NQ = Not qualified for the 10000 m (only the best 12 are qualified)

DNS = Did not start

DQ = Disqualified

Source: ISU

== Women's championships ==

===Day 1===

====500 metres====

| Place | Athlete | Country | Time |
|---|---|---|---|
| 1st place, gold medalist(s) | Anni Friesinger | Germany | 39.36 |
| 2nd place, silver medalist(s) | Daniela Anschütz | Germany | 39.70 |
| 3rd place, bronze medalist(s) | Nicola Mayr | Italy | 39.95 |
| 4 | Annette Bjelkevik | Norway | 40.07 |
| 5 | Claudia Pechstein | Germany | 40.29 |

====3000 metres====

| Place | Athlete | Country | Time |
|---|---|---|---|
| 1st place, gold medalist(s) | Anni Friesinger | Germany | 4:08.72 |
| 2nd place, silver medalist(s) | Ireen Wüst | Netherlands | 4:08.84 |
| 3rd place, bronze medalist(s) | Moniek Kleinsman | Netherlands | 4:08.94 |
| 4 | Renate Groenewold | Netherlands | 4:09.35 |
| 5 | Frederique Ankoné | Netherlands | 4:09.53 |

===Day 2===

====1500 metres====

| Place | Athlete | Country | Time |
|---|---|---|---|
| 1st place, gold medalist(s) | Anni Friesinger | Germany | 1:57.39 |
| 2nd place, silver medalist(s) | Daniela Anschütz | Germany | 1:58.42 |
| 3rd place, bronze medalist(s) | Ireen Wüst | Netherlands | 1:58.86 |
| 4 | Frederique Ankoné | Netherlands | 1:59.18 |
| 5 | Claudia Pechstein | Germany | 1:59.66 |

====5000 metres====

| Place | Athlete | Country | Time |
|---|---|---|---|
| 1st place, gold medalist(s) | Claudia Pechstein | Germany | 7:02.62 |
| 2nd place, silver medalist(s) | Renate Groenewold | Netherlands | 7:05.38 |
| 3rd place, bronze medalist(s) | Anni Friesinger | Germany | 7:05.87 |
| 4 | Frederique Ankoné | Netherlands | 7:07.26 |
| 5 | Daniela Anschütz | Germany | 7:07.70 |

== Rules ==
All participating skaters are allowed to skate the first three distances; 12 skaters may take part on the fourth distance.
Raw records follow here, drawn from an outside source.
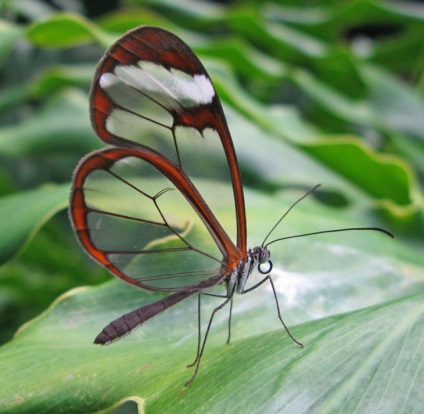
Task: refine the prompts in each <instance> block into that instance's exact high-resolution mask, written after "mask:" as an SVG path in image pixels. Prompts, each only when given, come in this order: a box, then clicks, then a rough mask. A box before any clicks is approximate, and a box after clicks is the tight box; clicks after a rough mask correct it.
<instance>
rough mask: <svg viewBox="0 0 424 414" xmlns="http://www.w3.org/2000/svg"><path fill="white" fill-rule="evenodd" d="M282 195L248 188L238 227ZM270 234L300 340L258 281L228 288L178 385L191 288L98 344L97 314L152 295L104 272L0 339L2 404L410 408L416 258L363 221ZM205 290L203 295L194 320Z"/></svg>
mask: <svg viewBox="0 0 424 414" xmlns="http://www.w3.org/2000/svg"><path fill="white" fill-rule="evenodd" d="M289 203H290V201H289V200H287V199H285V198H279V199H275V198H274V199H272V198H270V197H260V196H258V194H252V193H248V194H247V204H248V206H250V208H249V217H250V218H251V221H250V224H251V230H252V232H251V233H250V235H251V236H252V238H253V239H255V240H260V239H261V238H262V237H263V233H264V223H265V222H268V227H267V228H269V225H270V223H269V220H270V217H269V216H268V217H267V216H264V214H263V212H264V211H265V210H270V211H275V208H276V206H280V208H281V207H282V204H283V205H287V204H289ZM316 207H317V205H316V203H314V202H313V201H312V200H309V202H307V203H306V204H305V205H303V206H299V210H298V211H296V214H293V216H292V219H294V220H291V221H290V222H289V223H288V224H290V226H291V227H292V229H291V231H292V232H294V233H296V232H297V231H301V230H302V228H303V227H309V225H310V223H311V222H312V221H315V219H313V218H311V216H312V214H311V212H312V211H316ZM318 213H319V214H318V217H320V218H321V219H320V222H321V225H323V224H324V222H326V223H327V224H328V223H331V222H332V223H333V226H334V225H336V223H337V225H338V224H341V225H343V224H346V225H347V224H349V223H347V222H345V223H339V220H338V219H337V218H336V217H335V215H334V213H333V212H332V210H331V209H322V211H318ZM285 226H287V224H285ZM286 231H287V230H286ZM260 234H261V235H262V237H261V236H260ZM328 237H331V238H332V241H329V239H328ZM276 246H277V245H273V246H272V247H273V249H272V254H273V256H272V257H273V260H274V271H273V278H274V281H275V284H276V288H277V291H278V295H279V297H280V306H281V307H282V311H283V315H284V318H285V321H286V323H287V324H288V325H289V326H290V328H291V330H292V332H293V334H294V335H295V336H296V337H297V338H298V339H299V340H301V341H302V342H303V343H304V344H305V348H304V349H300V348H299V347H297V346H296V345H295V344H293V343H292V341H291V340H290V339H289V338H288V336H287V334H286V333H285V332H284V330H283V329H282V327H281V325H280V324H279V322H278V319H277V317H276V313H275V312H276V311H275V303H274V300H273V297H272V292H271V291H270V289H269V287H268V288H267V287H266V285H265V286H263V287H262V288H259V289H257V290H255V291H254V292H252V293H249V294H248V295H246V296H241V297H237V298H236V303H235V306H234V310H233V331H232V342H231V344H230V345H225V339H226V327H227V315H228V314H227V312H228V310H223V311H222V312H219V313H218V314H217V317H216V318H215V320H214V324H213V328H212V330H211V333H210V339H209V341H208V344H207V348H206V351H205V355H204V358H203V360H202V364H201V367H200V370H199V374H198V376H197V378H196V379H195V381H194V382H193V383H192V385H191V386H190V387H189V388H187V389H185V388H184V386H183V383H184V382H185V381H186V380H187V379H188V378H189V377H190V375H191V373H192V370H190V369H187V368H186V364H188V363H190V362H192V360H193V358H194V354H195V349H196V332H197V330H196V320H197V312H196V309H197V304H196V300H195V298H192V299H188V300H186V301H184V302H183V303H181V304H179V305H178V306H176V307H175V308H173V309H169V310H168V311H167V312H166V313H164V314H162V315H161V316H158V317H157V318H155V319H154V320H152V321H149V323H147V324H146V325H145V326H143V327H141V328H140V329H138V330H137V331H136V332H134V333H133V334H131V335H130V336H129V337H126V338H124V339H122V340H121V341H119V342H117V343H116V344H113V345H111V346H107V347H99V346H94V345H92V341H93V339H94V337H95V336H96V335H97V333H98V332H99V331H100V330H101V329H102V328H103V326H104V325H105V324H107V323H108V322H109V321H111V320H113V319H114V318H116V317H118V316H119V315H121V314H122V313H124V312H127V311H129V310H132V309H135V308H137V307H139V306H142V305H143V304H147V303H151V302H153V301H155V300H158V299H160V298H161V297H163V296H162V295H161V294H157V293H148V292H140V291H138V290H136V289H133V288H131V287H129V286H127V285H125V284H123V283H119V282H117V281H116V282H111V283H108V284H105V285H103V286H101V287H96V288H81V289H77V290H75V291H72V292H69V293H68V294H66V295H64V296H63V297H62V298H60V299H59V300H58V301H56V302H55V303H54V304H53V305H52V306H51V307H50V308H49V309H48V310H47V311H46V312H45V313H44V314H42V315H41V316H40V317H39V318H37V319H35V320H34V321H32V322H31V323H29V324H27V325H26V326H24V327H23V328H22V329H21V330H20V331H19V332H18V334H17V335H16V337H15V338H14V340H13V341H11V342H10V343H9V344H7V345H5V346H3V347H2V348H1V349H0V369H1V371H2V373H3V375H2V380H1V381H0V401H1V403H0V404H2V406H1V408H2V410H3V411H7V412H10V413H15V412H16V413H18V412H43V411H47V412H48V411H52V410H54V411H55V412H56V413H61V412H66V413H72V412H74V413H78V412H87V413H88V412H97V411H100V410H106V409H110V408H112V407H114V406H115V405H116V404H118V403H119V402H122V401H124V400H127V399H132V400H135V401H138V402H139V403H140V405H141V406H143V407H144V409H145V410H147V412H152V413H154V412H158V413H160V412H177V413H178V412H181V413H182V412H196V411H197V412H199V411H202V410H206V411H208V412H223V411H225V412H234V413H239V412H288V413H291V412H307V411H308V409H309V410H310V409H311V407H313V408H316V409H318V407H319V408H320V410H323V411H324V412H331V411H336V412H349V411H351V410H352V407H356V406H360V407H361V412H373V408H375V406H379V405H381V404H390V406H393V407H396V411H394V412H397V413H403V412H405V413H410V412H417V413H418V412H419V409H420V407H421V404H422V402H423V400H422V398H423V397H422V393H421V392H420V389H421V384H422V381H423V379H424V372H423V371H422V370H420V365H419V364H412V363H409V364H408V361H413V360H417V361H420V360H421V359H422V357H423V356H424V355H423V349H424V348H423V347H420V346H419V343H420V341H422V338H421V335H422V334H421V332H422V328H423V325H424V318H423V311H424V308H423V305H422V303H423V295H424V293H423V289H424V280H423V278H422V274H423V273H422V269H423V267H424V262H423V260H422V259H421V263H420V264H414V263H412V262H411V261H409V260H408V259H406V258H405V257H406V256H403V255H404V254H408V253H407V250H408V249H406V248H405V247H403V246H402V245H399V244H396V242H395V241H393V240H391V239H386V238H384V237H382V236H381V235H377V234H376V235H372V234H368V235H366V236H365V237H364V234H358V233H356V234H355V235H354V236H353V237H352V238H349V239H347V238H345V237H344V238H342V237H338V236H336V235H333V236H328V235H326V236H322V237H321V238H317V239H314V240H313V241H312V240H309V241H306V240H303V241H302V240H299V241H298V242H295V241H293V242H290V243H289V242H286V243H285V245H284V247H283V246H281V248H277V247H276ZM371 246H373V249H372V248H371ZM409 254H410V253H409ZM305 257H307V258H308V260H305ZM396 257H397V258H396ZM402 257H404V258H402ZM252 283H253V282H252ZM411 294H414V295H415V296H411ZM395 299H397V300H395ZM393 300H395V301H393ZM219 303H220V300H219V299H216V298H211V297H204V299H203V301H202V315H203V321H204V323H206V321H207V319H208V317H209V315H210V312H211V310H212V309H213V308H214V307H216V306H217V305H218V304H219ZM371 305H373V306H372V307H369V306H371ZM358 309H360V310H358ZM336 313H337V315H336ZM339 313H344V314H339ZM411 358H412V359H411ZM388 377H390V378H391V380H390V381H388V380H387V378H388ZM211 384H213V386H211ZM229 389H230V390H232V392H228V390H229ZM17 390H18V391H17ZM299 390H301V392H299ZM386 392H387V394H386ZM364 395H366V396H367V398H363V396H364ZM306 396H308V398H306ZM58 397H59V401H60V402H58Z"/></svg>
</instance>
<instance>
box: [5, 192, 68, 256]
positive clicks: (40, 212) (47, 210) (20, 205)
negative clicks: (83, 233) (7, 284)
mask: <svg viewBox="0 0 424 414" xmlns="http://www.w3.org/2000/svg"><path fill="white" fill-rule="evenodd" d="M68 197H69V184H66V185H60V186H59V185H48V186H47V185H46V186H43V187H41V188H38V189H35V190H30V191H27V192H22V193H18V194H14V195H10V196H6V197H3V198H1V199H0V217H3V219H2V220H1V221H0V234H1V235H2V236H1V238H0V263H4V262H6V261H7V260H9V259H10V258H11V257H13V256H15V255H16V254H17V253H18V251H19V250H20V249H21V248H22V246H23V245H24V243H25V242H27V241H28V239H29V238H31V237H32V236H33V235H34V234H35V233H36V232H37V231H38V229H39V228H40V227H41V226H42V225H43V224H44V223H45V222H46V221H47V220H49V219H50V218H51V217H52V216H53V215H54V214H55V213H57V212H58V211H59V210H62V209H63V208H64V207H65V206H66V205H67V202H68Z"/></svg>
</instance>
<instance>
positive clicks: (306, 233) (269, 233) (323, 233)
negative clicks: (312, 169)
mask: <svg viewBox="0 0 424 414" xmlns="http://www.w3.org/2000/svg"><path fill="white" fill-rule="evenodd" d="M320 185H321V184H317V185H316V186H314V187H312V188H311V189H310V190H309V191H307V192H306V193H305V194H304V195H303V196H302V197H300V198H299V199H298V200H296V201H295V202H294V203H293V204H292V205H291V206H290V207H289V209H288V210H287V211H286V212H285V213H284V214H283V215H282V216H281V217H280V219H279V220H278V221H277V223H275V224H274V226H273V227H272V229H271V230H270V231H269V232H268V234H267V235H266V237H265V239H264V241H263V242H262V245H261V246H262V247H268V246H269V245H270V244H272V243H275V242H277V241H281V240H287V239H294V238H296V237H305V236H315V235H317V234H324V233H338V232H341V231H378V232H380V233H384V234H386V235H387V236H389V237H391V238H392V239H394V238H395V236H394V235H393V234H392V233H390V231H387V230H384V229H382V228H380V227H347V228H343V229H333V230H321V231H314V232H311V233H304V234H296V235H294V236H287V237H281V238H278V239H275V240H272V241H270V242H269V243H267V244H265V242H266V240H267V239H268V237H269V236H270V235H271V233H272V232H273V231H274V230H275V229H276V228H277V226H278V225H279V224H280V223H281V222H282V221H283V219H284V218H285V217H286V216H287V214H289V213H290V211H291V210H292V208H293V207H294V206H295V205H296V204H298V203H300V202H301V201H302V200H303V199H304V198H305V197H307V196H308V195H309V194H311V193H312V192H314V191H315V190H316V189H317V188H318V187H319V186H320Z"/></svg>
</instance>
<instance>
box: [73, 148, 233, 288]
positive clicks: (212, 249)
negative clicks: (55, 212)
mask: <svg viewBox="0 0 424 414" xmlns="http://www.w3.org/2000/svg"><path fill="white" fill-rule="evenodd" d="M70 216H71V222H72V224H73V226H74V229H75V231H76V234H77V237H78V239H79V240H80V242H81V244H82V245H83V246H84V248H85V249H86V250H87V252H88V253H89V254H90V255H91V256H92V257H93V258H94V259H95V260H97V261H98V262H99V263H100V264H102V265H103V266H105V267H106V268H107V269H109V270H110V271H111V272H112V273H113V274H115V275H117V276H118V277H120V278H121V279H123V280H125V281H127V282H128V283H131V284H134V285H137V286H140V287H143V288H145V289H151V290H163V291H178V290H190V287H192V288H194V286H195V285H198V284H199V283H200V282H201V281H205V280H207V279H209V278H211V277H212V276H216V275H222V278H224V277H225V275H226V274H228V272H229V271H230V270H231V269H232V268H233V267H234V265H235V263H237V262H238V261H239V260H240V257H241V254H240V251H239V250H238V249H237V248H236V246H235V245H234V244H233V243H232V241H231V240H230V238H229V237H228V235H227V234H226V233H225V232H224V230H223V229H222V228H221V226H220V224H219V223H218V222H217V220H216V219H215V217H214V216H213V214H212V213H211V211H210V210H209V208H208V206H207V205H206V203H205V202H204V200H203V199H202V197H201V195H200V194H199V193H198V191H197V190H196V188H195V187H194V185H193V183H192V182H191V181H190V180H189V178H188V177H187V176H186V175H185V174H184V172H183V171H182V170H181V169H180V167H179V166H178V165H177V164H174V163H172V162H171V161H170V160H167V159H166V158H165V157H164V156H163V155H161V154H159V153H157V152H155V151H153V150H150V149H147V148H136V149H129V148H126V149H107V150H101V151H97V152H94V153H91V154H89V155H88V156H87V157H86V158H84V159H83V160H82V161H81V162H80V164H79V165H78V167H77V169H76V171H75V176H74V187H73V189H72V196H71V207H70ZM220 280H221V279H220V278H216V277H214V278H212V279H211V281H212V282H211V283H217V282H219V281H220ZM201 286H203V284H201Z"/></svg>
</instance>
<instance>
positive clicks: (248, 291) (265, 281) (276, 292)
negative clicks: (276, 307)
mask: <svg viewBox="0 0 424 414" xmlns="http://www.w3.org/2000/svg"><path fill="white" fill-rule="evenodd" d="M267 280H268V281H269V283H270V284H271V287H272V291H273V293H274V299H275V304H276V306H277V314H278V319H280V322H281V324H282V325H283V327H284V329H285V330H286V332H287V333H288V335H289V336H290V338H291V339H292V340H293V342H295V343H296V344H297V345H299V346H300V347H301V348H303V344H302V343H301V342H299V341H298V340H297V339H296V338H295V337H294V336H293V335H292V333H291V332H290V330H289V328H288V327H287V325H286V324H285V323H284V321H283V318H282V317H281V312H280V304H279V303H278V298H277V292H276V290H275V286H274V282H273V281H272V277H271V275H268V276H266V277H264V278H263V279H262V280H261V281H260V282H259V283H257V284H256V285H254V286H252V287H251V288H249V289H246V290H243V292H241V294H242V295H243V294H245V293H248V292H251V291H252V290H255V289H256V288H258V287H259V286H261V285H262V284H263V283H265V282H266V281H267Z"/></svg>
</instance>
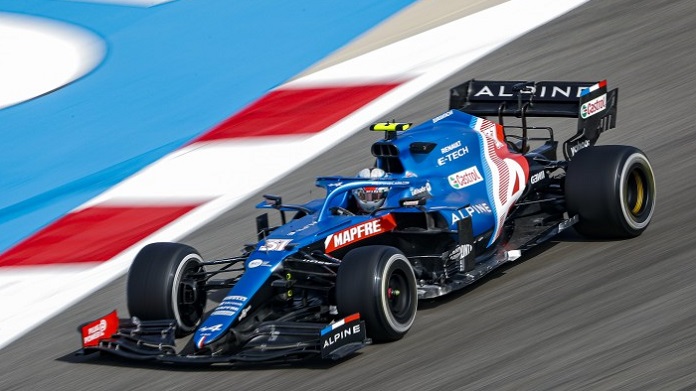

These 12 skaters are determined by taking the standings on the longest of the first three distances, as well as the samalog standings after three distances, and comparing these lists as follows:

1. Skaters among the top 12 on both lists are qualified.
2. To make up a total of 12, skaters are then added in order of their best rank on either list. Samalog standings take precedence over the longest-distance standings in the event of a tie.